Monday, April 3, 2017

Today is Opening Day for baseball, which, aptly, falls during National Poetry Month.

Not all books will make you rich.

Not monetarily, at least.

There is no sports event like Opening Day of baseball, the sense of beating back the forces of darkness and the National Football League.
— George Vecsey

You always get a special kick on Opening Day, no matter how many you go through. You look forward to it like a birthday party when you're a kid. You think something wonderful is going to happen.
— Joe DiMaggio

A home opener is always exciting, no matter if it's home or on the road.
— Yogi Berra


Kahn, Roger, The Boys of Summer (Harper & Row, 1st ed., 1972; later printing, 1976). ISBN 06-012239-0. Interwoven stories of Kahn’s rise through sports journalism at the New York Herald Tribune and the boys of the 1950s Brooklyn Dodgers. Though some critics faulted its nostalgic tone as a little over the top, the book is consistently rated one of the best sports book of the last century; it went through over ninety printings and sold more than three million copies. Hardcover, unclipped dust jacket, very good condition. 8.5” x 6”, 442 pp. HBB price: $25.
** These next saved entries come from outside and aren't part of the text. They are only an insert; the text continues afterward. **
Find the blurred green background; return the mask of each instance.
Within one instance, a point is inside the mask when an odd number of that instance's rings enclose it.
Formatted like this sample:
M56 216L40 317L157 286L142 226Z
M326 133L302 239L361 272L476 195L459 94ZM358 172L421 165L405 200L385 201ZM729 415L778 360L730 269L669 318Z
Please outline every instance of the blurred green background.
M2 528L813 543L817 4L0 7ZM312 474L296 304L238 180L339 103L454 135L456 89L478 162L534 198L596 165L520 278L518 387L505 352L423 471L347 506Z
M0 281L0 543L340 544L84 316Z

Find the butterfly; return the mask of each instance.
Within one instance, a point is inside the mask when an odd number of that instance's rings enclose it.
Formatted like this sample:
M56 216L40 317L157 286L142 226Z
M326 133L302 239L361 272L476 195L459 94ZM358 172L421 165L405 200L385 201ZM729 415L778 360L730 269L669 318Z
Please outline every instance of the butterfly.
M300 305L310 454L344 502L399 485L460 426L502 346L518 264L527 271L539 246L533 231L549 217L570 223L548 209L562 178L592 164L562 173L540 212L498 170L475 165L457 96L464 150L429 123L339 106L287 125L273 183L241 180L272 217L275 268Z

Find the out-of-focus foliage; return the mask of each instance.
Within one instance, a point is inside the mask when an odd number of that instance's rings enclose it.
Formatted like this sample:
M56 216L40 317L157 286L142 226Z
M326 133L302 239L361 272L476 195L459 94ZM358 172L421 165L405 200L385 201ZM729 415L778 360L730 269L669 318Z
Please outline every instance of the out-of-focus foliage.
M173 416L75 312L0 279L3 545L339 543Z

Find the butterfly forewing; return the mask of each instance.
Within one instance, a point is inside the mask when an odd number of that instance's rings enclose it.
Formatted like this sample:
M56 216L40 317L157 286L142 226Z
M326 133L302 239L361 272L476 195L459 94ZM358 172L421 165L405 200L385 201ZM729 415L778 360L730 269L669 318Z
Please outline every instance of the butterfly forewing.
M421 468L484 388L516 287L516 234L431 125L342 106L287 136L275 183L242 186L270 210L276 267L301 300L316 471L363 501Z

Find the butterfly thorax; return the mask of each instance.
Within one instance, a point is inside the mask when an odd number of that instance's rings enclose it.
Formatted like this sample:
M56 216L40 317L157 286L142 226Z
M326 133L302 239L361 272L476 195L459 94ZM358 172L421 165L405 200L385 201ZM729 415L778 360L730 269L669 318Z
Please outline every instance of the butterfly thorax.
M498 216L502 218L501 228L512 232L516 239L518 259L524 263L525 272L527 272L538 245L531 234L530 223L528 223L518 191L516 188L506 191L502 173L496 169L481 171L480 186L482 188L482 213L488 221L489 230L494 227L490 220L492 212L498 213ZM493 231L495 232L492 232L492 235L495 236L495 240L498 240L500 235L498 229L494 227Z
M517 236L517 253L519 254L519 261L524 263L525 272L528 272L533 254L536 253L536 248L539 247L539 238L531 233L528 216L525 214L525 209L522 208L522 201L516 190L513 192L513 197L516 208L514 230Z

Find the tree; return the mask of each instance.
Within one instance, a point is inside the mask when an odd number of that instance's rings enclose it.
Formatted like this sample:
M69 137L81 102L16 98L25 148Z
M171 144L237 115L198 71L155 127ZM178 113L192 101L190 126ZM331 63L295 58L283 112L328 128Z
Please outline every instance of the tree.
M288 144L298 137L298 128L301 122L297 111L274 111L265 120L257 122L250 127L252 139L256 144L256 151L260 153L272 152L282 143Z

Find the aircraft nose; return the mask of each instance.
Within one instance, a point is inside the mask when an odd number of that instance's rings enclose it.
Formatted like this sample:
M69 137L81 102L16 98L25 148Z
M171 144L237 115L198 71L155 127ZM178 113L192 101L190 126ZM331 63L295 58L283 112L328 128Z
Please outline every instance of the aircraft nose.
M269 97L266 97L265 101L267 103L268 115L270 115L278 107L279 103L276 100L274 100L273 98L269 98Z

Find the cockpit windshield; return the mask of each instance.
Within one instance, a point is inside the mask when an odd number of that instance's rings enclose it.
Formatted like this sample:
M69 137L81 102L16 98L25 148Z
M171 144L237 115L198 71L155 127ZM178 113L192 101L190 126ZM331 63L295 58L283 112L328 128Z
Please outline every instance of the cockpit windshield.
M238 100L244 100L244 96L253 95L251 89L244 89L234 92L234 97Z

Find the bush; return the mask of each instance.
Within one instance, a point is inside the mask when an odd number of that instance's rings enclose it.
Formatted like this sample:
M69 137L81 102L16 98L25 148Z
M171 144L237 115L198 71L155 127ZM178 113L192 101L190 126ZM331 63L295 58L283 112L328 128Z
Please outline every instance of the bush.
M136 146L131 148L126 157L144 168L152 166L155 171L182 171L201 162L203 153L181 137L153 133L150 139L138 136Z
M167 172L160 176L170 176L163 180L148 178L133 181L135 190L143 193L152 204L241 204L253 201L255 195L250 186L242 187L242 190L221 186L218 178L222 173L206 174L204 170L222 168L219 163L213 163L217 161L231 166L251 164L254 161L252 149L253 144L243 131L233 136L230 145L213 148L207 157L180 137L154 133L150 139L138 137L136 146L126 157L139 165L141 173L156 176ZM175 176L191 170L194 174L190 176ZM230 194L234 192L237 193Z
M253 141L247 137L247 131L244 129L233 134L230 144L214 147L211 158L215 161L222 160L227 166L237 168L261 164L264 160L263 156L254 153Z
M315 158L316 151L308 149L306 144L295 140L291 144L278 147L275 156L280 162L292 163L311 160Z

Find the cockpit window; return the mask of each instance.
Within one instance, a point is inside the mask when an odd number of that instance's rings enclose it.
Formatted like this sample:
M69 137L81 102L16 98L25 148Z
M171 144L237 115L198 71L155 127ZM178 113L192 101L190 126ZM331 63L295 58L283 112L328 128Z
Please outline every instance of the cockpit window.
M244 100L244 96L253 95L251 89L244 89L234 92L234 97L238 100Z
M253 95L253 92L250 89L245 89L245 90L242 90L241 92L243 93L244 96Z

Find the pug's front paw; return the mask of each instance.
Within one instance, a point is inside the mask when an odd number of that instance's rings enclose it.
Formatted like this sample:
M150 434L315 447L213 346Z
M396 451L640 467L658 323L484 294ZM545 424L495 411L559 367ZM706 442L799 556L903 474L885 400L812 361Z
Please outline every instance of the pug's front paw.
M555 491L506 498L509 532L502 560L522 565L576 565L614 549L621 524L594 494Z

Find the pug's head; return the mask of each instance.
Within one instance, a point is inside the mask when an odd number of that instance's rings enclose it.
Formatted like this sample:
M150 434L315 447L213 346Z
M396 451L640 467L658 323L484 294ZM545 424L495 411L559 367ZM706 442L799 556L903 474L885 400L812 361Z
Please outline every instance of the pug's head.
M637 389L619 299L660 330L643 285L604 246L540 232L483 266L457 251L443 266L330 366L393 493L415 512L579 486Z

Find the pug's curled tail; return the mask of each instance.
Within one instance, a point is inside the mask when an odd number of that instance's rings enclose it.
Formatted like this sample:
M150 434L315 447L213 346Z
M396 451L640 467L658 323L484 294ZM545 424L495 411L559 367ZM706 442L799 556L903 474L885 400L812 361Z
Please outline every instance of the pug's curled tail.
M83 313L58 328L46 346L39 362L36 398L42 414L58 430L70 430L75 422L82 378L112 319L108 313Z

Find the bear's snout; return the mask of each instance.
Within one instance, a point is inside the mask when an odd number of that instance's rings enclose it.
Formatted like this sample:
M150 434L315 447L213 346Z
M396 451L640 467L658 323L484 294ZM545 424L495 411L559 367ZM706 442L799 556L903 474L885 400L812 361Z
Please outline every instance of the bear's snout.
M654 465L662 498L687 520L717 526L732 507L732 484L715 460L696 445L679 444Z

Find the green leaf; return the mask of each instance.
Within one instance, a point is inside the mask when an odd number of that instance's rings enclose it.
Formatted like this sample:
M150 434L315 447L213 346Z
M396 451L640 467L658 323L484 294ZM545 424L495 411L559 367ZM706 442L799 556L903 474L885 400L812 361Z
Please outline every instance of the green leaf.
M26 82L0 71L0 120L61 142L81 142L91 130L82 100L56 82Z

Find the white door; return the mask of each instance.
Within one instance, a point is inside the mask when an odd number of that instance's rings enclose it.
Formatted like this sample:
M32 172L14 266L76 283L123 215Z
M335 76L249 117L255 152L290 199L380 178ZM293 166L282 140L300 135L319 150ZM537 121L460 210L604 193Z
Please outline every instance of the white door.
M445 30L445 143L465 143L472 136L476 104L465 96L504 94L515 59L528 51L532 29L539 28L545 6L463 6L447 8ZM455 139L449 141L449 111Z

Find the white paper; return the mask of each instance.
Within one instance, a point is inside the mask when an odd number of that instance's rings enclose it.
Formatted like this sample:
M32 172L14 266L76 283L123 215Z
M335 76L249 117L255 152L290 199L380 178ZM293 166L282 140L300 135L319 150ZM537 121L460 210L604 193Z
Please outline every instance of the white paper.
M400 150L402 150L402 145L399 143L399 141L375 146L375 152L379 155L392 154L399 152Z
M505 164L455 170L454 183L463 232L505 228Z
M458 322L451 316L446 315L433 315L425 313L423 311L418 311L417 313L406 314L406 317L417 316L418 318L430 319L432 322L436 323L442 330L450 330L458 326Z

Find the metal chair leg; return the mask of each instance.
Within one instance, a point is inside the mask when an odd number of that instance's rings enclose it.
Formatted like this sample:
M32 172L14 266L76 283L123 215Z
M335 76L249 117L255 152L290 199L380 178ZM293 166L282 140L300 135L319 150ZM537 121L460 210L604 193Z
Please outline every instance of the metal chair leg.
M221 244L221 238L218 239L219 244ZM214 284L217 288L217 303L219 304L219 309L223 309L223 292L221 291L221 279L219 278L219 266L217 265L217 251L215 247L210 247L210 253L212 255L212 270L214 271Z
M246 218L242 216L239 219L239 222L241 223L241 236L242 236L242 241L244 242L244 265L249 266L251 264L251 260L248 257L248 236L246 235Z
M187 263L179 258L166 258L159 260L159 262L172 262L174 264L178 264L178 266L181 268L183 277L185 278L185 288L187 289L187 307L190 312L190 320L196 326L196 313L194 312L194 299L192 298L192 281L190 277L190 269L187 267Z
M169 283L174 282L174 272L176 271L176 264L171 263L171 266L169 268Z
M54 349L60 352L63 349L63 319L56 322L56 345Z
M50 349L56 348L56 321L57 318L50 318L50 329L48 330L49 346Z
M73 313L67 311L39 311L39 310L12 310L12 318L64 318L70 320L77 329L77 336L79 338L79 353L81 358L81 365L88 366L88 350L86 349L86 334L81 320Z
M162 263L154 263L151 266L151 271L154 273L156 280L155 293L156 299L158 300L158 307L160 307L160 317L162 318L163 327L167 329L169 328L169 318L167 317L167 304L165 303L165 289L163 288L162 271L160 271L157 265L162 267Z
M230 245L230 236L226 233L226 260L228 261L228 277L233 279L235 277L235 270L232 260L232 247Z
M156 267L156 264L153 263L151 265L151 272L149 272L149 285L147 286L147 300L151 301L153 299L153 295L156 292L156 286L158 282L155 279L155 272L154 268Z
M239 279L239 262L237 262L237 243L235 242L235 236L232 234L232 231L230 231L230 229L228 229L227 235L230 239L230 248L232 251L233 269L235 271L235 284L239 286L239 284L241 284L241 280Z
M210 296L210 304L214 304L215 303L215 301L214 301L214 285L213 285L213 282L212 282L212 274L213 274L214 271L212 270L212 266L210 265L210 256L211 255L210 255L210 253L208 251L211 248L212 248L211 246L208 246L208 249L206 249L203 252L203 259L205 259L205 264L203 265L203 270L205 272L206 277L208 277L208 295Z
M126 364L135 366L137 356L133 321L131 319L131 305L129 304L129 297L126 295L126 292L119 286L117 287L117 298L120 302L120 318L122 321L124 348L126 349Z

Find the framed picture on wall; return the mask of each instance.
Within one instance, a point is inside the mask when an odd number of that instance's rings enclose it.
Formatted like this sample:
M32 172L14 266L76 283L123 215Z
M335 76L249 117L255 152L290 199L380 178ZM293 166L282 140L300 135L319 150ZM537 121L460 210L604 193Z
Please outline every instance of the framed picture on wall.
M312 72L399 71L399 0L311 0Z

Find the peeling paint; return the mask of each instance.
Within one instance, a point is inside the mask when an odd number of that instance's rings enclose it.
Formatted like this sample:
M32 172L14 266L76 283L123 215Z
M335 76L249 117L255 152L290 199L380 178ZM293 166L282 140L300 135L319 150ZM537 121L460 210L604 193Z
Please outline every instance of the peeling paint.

McCarthy, Matt, Odd Man Out: A Year on the Mound With a Minor League Misfit (Viking, 1st ed., 2nd printing, 2009). “When I was twenty-one, I could throw a baseball 92 miles an hour. This led to a strange courtship between my left arm and a series of pencil-moustached, overweight men.”  Yale molecular biology major McCarthy got signed with the Provo Angels for a year before going to Harvard Medical School. This is the hilarious tale of a twelvemonth in The Show. Hardcover, unclipped dust jacket, mylar cover, fine condition, ex-library. HBB price: $15.

walsh autograph.jpg

Walsh cover.jpg

Walsh, Christy, Baseball’s Greatest Lineup (A.S. Barnes & Co., 1st ed., 1952). LOC 52-8286. Christy Walsh, a cartoonist and sportswriter, saw the future of baseball one day, and its name was Babe Ruth. He dogged Ruth to see him for two years, and when he finally got in, he asked Ruth how much he’d been paid for a newspaper article. “Five dollars.” “I can get you a hundred,” Walsh replied, and for the next 27 years he made Ruth a wealthy man through better contract negotiations and product endorsements. Walsh was the first great sports superagent, representing the cream of American sports- Ty Cobb, Knute Rockne and Lou Gehrig, among others. Baseball’s Greatest Lineup is a collection of profiles of sportswriters’ picks for baseball’s greatest, 1900 to 1950. Thoughtful, funny, the book makes you think Walsh invented fantasy baseball as well. Hardcover, no dust jacket, very good condition. Autographed with a Walsh caricature of himself, for Wilton Garrison, longtime sports editor of The Charlotte Observer. HBB price: $100 or best offer.